I want to check if the content of a file changed. My plan if to add a hash in the last line of the file.
Later on, I can read the file, hash it (hash everything except the last line) and compare it to the last line of the file (initial hash).
I cannot use the last modified date/time. I need to use a hash or any kind of coding stored inside the file. I use C# to code the app. What is the most reasoneble/easiest way of doing this? I don't know which of the the following would be a good match for me: Sha1,2,3 - crc16/32/64 - md5? I do not need the method to be quick or secure.
Thank you!
CodePudding user response:
It seems to me as if you're going to have a chicken or egg issue if you store the hash inside the file. You won't know the hash until you hash the file. But then when you hash the file and add that value to the end of the file, the hash will change. So clearly you need to hash the file without including the actual hash itself. You already said this, but I'm adding it again to clarify my next points.
The trick is that hash/sum algorithms give you the sum of the entire file (or byte stream, or whatever). They don't tend to give you a "running total" as it were. Which means you'll need to separate out the hash from the rest of the content before testing to see if it's changed. That is unless you write a custom hashing tool yourself.
This is of course possible using all hashing algorithms, but the fact that you are asking this question leads me to believe that you probably won't want the hassle of writing a custom (e.g.) SHA256 tool specifically designed to drop out when it reaches the stored hash.
To my eye, you have three choices:
Store the hash separately from your file - or at the minimum write a temporary file which does not contain the hash, and hash that. This would allow you to use a hashing tool already built into C# without any modification or fancy trickery. I know this does not exactly match your requirements as listed, but it's an option that you might consider.
You don't mention the size of the file, but if it is sufficiently small, you could simply slurp it up into memory minus the bytes of the hash, hash your in-memory data using a built-in tool, and then compare. This would again allow you to use built-in tools.
Use a custom hashing tool that purposely drops out when it reaches the end of the "interesting" data. If that's the case, I would unquestionably recommend a non-secure hashing method like CRC, simply because it will be so much easier to understand and modify the code yourself (it is much simpler code after all). You already mention that you don't need it to be secure, so this would meet your requirements.
If you decide to go with option #3, then I would suggest schlepping over to Rosetta Code to search for a CRC algorithm in C#. From there you can read your file, subtract out the bytes of the hash, send the remainder through your hashing algorithm. The algorithm listed there processes all bytes at once, but it would be trivial to turn the accumulator into a parameter so that you could send data in chunks. This would allow you to work on an arbitrarily large file in situ.
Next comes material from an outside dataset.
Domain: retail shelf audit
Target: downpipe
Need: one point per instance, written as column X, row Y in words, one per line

[EDIT] FWIW, I have already gone down a similar path. In my case I wrote a custom tool which allows us to incrementally copy extremely large files over the WAN. So big that we had problems getting the file to copy safely. Proper use of the tool is to remote the source server, pre-run a CRC32 check and save the sums at arbitrary intervals. Then one copies the CRC32 checks to the client side, and starts copying the file. Should the target get stopped in the middle, or possibly corrupted somehow, one can simply supply the name of the local partial, the remote source, the file containing CRC32 sums, and finally a target. The program will start copying from the local partial, and will only start copying from the remote when a partial CRC32 sum issue is found. Our problem was that a simple resume at the end of the bytes copy did not always work. Which was frustrating since it takes so long to copy. My team mates and I laughed several times that we might try USB drives and homing pigeons...
CodePudding user response:
What are you trying to protect yourself against?
Accidental change? Then your approach sounds fine. (Make sure to add handling for when the last line with the hash was deleted by accident too.)
Malicious change? Then you'd need to hash the file content plus some private key, and use a secure hashing algorithm. MD5 is good for accidental changes because it is fast, but cryptographically it is considered broken.